Dans cette seconde édition de son livre paru en 2000, Kim Anderson propose un voyage au coeur de la constitution des subjectivités féminines autochtones. Elle y reprend les témoignages recueillis dans les années 1990 auprès de 40 femmes des Premières Nations afin de revisiter ces récits avec les récentes avancées du féminisme autochtone. Ainsi, elle explore les effets néfastes de la colonisation sur les peuples autochtones, les déplacements territoriaux qu’ils ont soufferts et les dynamiques de résistance qu’ils ont développées. Plus qu’une quête de l’identité féminine autochtone, l’auteure vise à transformer, par la puissance des témoignages, l’identité politique négative qui s’est forgée sur les bases coloniales par une vision positive d’un processus collectif et individuel d’autoconstruction.

L’auteure entame son oeuvre en signifiant sa propre identification comme Crie / Métisse (p. 3), sa trajectoire interprétative des témoignages (p. 26), mais aussi sa position intersubjective avec les lectrices et lecteurs à travers la conceptualisation de la response-ability (p. 28-30). Son point de départ analytique est la colonisation européenne comme événement marquant la redéfinition des relations de genre dans les communautés autochtones. En s’appuyant sur la notion de complémentarité qui caractérise les relations genrées pour ces peuples, Anderson argumente que l’imposition du modèle eurocentré et patriarcal a eu pour conséquence première d’altérer la compréhension propre de la féminité chez les femmes autochtones en les dépossédant territorialement, économiquement, mais aussi des points de vue social et émotif. La colonisation aurait, à travers divers mécanismes comme la religion et la privatisation de la terre, réaménagé les relations hommes-femmes et la place des two-spirit people (troisième et quatrième genre) dans les communautés autochtones en Amérique. L’autorité des femmes, reconnue par leur rôle politique et économique (p. 41), s’est vue remplacée par les notions de domesticité et de soumission rattachées au patriarcat occidental (p. 55) et institutionnalisées grâce au mariage, aux écoles résidentielles et à l’Indian Act de 1876 (p. 45).

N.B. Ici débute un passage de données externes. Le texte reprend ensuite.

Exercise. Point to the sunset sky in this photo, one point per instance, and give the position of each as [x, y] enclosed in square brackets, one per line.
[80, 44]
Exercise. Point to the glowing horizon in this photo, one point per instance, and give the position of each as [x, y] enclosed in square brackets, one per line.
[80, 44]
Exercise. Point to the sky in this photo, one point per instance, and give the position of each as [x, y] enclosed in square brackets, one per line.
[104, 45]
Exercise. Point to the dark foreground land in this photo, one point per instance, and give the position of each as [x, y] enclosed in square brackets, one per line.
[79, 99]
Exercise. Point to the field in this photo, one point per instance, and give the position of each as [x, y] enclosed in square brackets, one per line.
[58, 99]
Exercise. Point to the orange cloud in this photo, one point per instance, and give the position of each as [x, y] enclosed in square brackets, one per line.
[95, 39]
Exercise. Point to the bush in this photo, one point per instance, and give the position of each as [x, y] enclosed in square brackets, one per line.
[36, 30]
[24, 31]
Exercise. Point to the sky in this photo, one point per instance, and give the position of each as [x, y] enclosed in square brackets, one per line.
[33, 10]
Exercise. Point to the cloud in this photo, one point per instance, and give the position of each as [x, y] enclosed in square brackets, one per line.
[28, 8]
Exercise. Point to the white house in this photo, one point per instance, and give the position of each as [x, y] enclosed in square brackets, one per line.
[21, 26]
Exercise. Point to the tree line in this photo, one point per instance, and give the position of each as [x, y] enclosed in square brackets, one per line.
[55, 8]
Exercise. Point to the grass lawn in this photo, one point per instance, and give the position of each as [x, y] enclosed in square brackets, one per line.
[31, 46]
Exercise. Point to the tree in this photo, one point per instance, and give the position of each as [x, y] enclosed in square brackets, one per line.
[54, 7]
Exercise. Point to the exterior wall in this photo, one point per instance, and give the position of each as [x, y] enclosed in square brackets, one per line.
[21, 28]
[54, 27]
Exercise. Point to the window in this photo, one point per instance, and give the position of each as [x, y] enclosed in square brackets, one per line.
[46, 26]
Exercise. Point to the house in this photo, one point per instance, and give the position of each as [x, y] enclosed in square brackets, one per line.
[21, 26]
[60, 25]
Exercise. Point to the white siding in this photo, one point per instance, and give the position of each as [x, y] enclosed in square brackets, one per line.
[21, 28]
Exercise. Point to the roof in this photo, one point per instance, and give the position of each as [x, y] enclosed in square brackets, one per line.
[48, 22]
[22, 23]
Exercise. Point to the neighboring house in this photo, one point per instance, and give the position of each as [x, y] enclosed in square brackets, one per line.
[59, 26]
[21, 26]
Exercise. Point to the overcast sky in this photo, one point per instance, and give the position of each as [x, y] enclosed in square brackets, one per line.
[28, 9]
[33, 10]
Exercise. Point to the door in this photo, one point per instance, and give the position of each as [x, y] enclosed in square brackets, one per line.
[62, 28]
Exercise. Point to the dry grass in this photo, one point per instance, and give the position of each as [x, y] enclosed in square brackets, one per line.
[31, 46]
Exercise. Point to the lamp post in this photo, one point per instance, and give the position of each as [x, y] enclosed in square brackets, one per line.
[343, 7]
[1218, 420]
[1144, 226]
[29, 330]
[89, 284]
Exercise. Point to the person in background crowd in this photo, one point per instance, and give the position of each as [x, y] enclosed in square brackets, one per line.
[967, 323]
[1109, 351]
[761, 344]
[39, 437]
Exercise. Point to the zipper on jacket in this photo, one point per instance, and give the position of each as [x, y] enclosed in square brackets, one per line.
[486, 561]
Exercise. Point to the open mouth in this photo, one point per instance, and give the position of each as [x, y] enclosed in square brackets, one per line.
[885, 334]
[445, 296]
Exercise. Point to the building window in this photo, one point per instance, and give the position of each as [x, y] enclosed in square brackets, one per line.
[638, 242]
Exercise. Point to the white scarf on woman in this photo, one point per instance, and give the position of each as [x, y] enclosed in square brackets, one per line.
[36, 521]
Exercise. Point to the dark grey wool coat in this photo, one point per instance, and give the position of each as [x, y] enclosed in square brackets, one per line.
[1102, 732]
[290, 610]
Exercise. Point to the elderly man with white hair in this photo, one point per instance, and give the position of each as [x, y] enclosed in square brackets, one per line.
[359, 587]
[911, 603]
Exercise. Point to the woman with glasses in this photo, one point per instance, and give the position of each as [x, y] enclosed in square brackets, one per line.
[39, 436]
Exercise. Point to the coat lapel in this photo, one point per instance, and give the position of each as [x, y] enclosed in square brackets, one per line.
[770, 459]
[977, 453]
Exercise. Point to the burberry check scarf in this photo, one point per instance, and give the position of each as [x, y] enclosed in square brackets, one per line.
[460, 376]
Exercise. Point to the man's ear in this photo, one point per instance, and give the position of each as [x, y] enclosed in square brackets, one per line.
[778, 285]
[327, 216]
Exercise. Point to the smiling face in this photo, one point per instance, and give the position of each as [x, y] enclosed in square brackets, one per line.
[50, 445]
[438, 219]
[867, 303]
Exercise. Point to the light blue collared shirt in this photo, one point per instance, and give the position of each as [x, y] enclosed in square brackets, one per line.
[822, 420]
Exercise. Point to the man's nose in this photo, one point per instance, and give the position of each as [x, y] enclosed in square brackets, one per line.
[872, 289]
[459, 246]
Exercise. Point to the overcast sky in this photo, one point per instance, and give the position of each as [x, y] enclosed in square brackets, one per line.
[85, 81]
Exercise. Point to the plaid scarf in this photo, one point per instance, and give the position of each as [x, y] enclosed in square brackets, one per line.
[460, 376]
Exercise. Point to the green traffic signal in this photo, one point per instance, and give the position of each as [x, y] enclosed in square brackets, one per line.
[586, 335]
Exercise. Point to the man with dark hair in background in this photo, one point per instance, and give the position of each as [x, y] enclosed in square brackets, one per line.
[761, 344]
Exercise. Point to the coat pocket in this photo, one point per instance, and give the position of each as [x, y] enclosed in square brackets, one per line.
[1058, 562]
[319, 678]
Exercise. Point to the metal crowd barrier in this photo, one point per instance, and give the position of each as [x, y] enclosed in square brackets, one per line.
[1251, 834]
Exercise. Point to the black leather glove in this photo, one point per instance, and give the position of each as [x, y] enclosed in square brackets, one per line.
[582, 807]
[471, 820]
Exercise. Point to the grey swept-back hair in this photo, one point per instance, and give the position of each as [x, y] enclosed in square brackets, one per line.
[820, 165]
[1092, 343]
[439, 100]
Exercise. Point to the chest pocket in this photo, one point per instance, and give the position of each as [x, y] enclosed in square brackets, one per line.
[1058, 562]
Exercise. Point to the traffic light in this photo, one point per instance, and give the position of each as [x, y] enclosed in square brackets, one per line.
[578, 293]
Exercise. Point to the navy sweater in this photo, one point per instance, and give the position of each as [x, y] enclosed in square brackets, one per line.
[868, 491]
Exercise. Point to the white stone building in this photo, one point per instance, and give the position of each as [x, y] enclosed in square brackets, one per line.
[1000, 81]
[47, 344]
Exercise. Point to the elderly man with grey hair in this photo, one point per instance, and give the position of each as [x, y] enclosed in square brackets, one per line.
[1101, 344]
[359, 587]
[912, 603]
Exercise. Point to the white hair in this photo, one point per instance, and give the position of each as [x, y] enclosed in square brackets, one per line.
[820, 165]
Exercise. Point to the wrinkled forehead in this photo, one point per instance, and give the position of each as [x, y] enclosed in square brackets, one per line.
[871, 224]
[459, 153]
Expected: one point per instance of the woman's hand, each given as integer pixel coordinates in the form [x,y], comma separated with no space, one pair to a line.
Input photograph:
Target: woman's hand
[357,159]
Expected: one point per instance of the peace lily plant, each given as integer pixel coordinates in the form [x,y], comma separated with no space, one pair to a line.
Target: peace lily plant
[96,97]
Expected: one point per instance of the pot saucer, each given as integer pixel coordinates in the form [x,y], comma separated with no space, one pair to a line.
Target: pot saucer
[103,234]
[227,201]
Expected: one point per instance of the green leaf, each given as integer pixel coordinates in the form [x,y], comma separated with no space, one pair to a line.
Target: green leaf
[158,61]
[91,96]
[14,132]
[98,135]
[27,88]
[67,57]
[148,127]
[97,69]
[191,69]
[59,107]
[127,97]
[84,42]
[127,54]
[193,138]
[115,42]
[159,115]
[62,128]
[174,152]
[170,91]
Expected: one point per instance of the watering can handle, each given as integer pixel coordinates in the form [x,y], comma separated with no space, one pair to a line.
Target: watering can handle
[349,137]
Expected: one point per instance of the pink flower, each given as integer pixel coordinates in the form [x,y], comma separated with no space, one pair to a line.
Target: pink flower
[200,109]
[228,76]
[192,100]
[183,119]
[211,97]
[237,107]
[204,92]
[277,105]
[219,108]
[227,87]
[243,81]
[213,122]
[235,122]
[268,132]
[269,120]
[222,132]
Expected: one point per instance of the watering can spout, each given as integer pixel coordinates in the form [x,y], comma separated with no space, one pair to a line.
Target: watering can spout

Pour Anderson, en disloquant les relations de pouvoir genrées, la base de la spiritualité, les rapports affectifs entre enfants, parents et aînés, la colonisation a négativement marqué le sujet autochtone et l’interprétation – voire l’auto-interprétation – historique des identités politiques. L’auteure affirme que les processus coloniaux ont contribué à ce que les femmes autochtones elles-mêmes « feel ashamed, confused, or embarrassed about identifying ourselves as Native » (p. 3). Cette perte de repères, couplée à l’imposition de la famille nucléaire hétéronormative, à la déterritorialisation et à la répression sexuelle, a généré une violence qui se fait toujours sentir chez les femmes autochtones. Ces formes relationnelles oppressives dérivent en grande partie des stéréotypes qui se sont construits à partir des imaginaires coloniaux et qui se sont perpétués dans la culture populaire, comme l’auteure le démontre en citant l’exemple de Pocahontas (p. 78-79). C’est ainsi qu’elle explore deux stéréotypes, la squaw et la princesse indienne hypersexualisée / trompeuse (p. 79). Ce sont par ces stéréotypes que se légitiment l’érotisation de la femme autochtone et la violence raciste à son encontre, phénomènes qui perdurent jusqu’à nos jours et qui témoignent de la construction d’une identité négative des femmes des Premières Nations.

En s’appuyant sur le triangle d’oppression qu’elle emprunte à Doris Marshall – idées dominantes, structures et comportements individuels –, Anderson s’intéresse au processus de récupération et de guérison qui naît de la conscience d’avoir été colonisée en tant que femme et Autochtone. Son chemin de reconstitution des identités passe par une curiosité personnelle qui la pousse à s’interroger sur les moyens de résistance développés par les femmes autochtones pour survivre face aux multiples oppressions (p. 93). Elle trace donc un parcours en quatre temps qui correspondent aux parties subséquentes de son oeuvre : résister, réclamer, construire et agir.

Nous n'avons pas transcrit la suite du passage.